Saturday, February 7, 2015

Today, we celebrated our sweetest baby Earp's arrival with a diaper shower. Honestly a dream come true for any mom, but especially one that will have 2 babies under 2 years old in diapers. It's a new part of our lives that I can't say I'm looking forward to, physically or financially... but we're going to make it. We'll survive. I think...

I've always heard that 2nd baby showers are "tacky" and "in poor form," so I didn't originally plan to have one... even though I found it extremely unfair that I was going to tell my kid "Oh, you were born second, so you didn't get a shower. Sorry." And honestly, if this were another girl, I probably wouldn't have had one. But this is my son, and he is my last baby, so I know it's my last shower. So when my sweetest friend Melissa said "What are you doing for your baby shower?" and I mentioned that I probably wasn't having one, she basically said "You are an idiot, pick a date." So I picked a date and recruited two other hostesses. I told them not to make it a big deal, not to spend a lot of money, and that I wasn't going to register anywhere. I also forced Melissa to theme the whole shebang as an outdoorsy baby lumberjack charade, and to say that it looked like something straight out of pinterest was an understatement. It was incredible. My heart was so proud and so full for everyone to see it. 

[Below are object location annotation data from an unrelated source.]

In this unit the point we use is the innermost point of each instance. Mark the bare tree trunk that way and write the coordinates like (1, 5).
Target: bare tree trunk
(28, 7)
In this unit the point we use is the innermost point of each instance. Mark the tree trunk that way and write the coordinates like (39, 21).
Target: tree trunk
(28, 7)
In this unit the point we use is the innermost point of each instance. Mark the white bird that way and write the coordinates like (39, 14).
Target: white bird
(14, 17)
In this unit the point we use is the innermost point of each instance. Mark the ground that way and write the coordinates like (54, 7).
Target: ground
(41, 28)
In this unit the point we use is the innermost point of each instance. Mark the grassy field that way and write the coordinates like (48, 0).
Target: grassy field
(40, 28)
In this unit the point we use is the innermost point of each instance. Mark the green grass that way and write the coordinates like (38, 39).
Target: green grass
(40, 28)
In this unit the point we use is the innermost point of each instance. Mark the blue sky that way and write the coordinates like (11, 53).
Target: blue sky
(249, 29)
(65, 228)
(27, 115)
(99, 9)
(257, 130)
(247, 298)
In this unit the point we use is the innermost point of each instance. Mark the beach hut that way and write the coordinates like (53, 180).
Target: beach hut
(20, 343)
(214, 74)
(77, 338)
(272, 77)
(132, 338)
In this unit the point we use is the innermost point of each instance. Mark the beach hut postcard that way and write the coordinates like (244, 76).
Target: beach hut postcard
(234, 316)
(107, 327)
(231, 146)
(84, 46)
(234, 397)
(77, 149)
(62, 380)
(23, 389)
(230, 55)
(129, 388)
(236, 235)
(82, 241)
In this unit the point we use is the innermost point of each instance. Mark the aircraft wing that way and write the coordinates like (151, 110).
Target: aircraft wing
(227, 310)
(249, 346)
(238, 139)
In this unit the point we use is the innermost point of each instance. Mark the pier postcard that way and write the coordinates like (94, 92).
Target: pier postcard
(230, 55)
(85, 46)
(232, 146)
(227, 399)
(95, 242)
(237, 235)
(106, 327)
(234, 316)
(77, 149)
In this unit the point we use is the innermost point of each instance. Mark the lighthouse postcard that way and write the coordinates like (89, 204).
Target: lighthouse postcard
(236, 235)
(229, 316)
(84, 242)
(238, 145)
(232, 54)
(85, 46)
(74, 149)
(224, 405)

That's just a small sample of the cuteness that ensued at this shower. It was simple, yet still each detail was thought through so intricately that it makes me dread the day that I have to help throw a shower for them, especially considering my house looks like a cemetery for failed pinterest projects. 



*INSERT PICTURE OF SISTER-IN-LAW LEXIE, WHO RUNS AWAY FROM CAMERAS AND YELLS AT ME FOR POSTING PICTURES OF HER. THANKS FOR BEING A HOST, LEXIE.*

It was a wonderful day, preceded by chaos. I came down with a stomach virus on Thursday night, and immediately sent Ella to my mom's. I writhed and suffered all day Friday, and we almost had to cancel the whole shebang. I'm so glad we didn't, but we did have to exile Ella from the party, which is why there aren't any pictures of her. She's a child of familiarity, and she doesn't like it when that's interrupted. So it made me sad, of course, but it is what it is. I didn't get many pictures because I still wasn't feeling like myself, but if you came to shower, thank you so much for being there and celebrating with us and not finding me too tacky with my second shower. If we're being totally honest, I hate showers of all kinds. I don't go when I'm invited, and when I'm the center of them, I get really anxious and tend to hide in the kitchen or the corner. I won't lie and say I'm not relieved that we don't have to have anymore showers, but I also won't lie and say that I didn't enjoy today. I'm so thankful that we had the opportunity to celebrate this sweet baby that could honestly choose to join us whenever he wants to. It was a special day for me, and a real special day for our diaper budget. 

***disclaimer*** This was an extremely small shower and we only invited a handful of people, because once again, I didn't want to look like a greedy Gertrude by sending an invitation if we really don't talk much. It was just something I wasn't comfortable with. The end.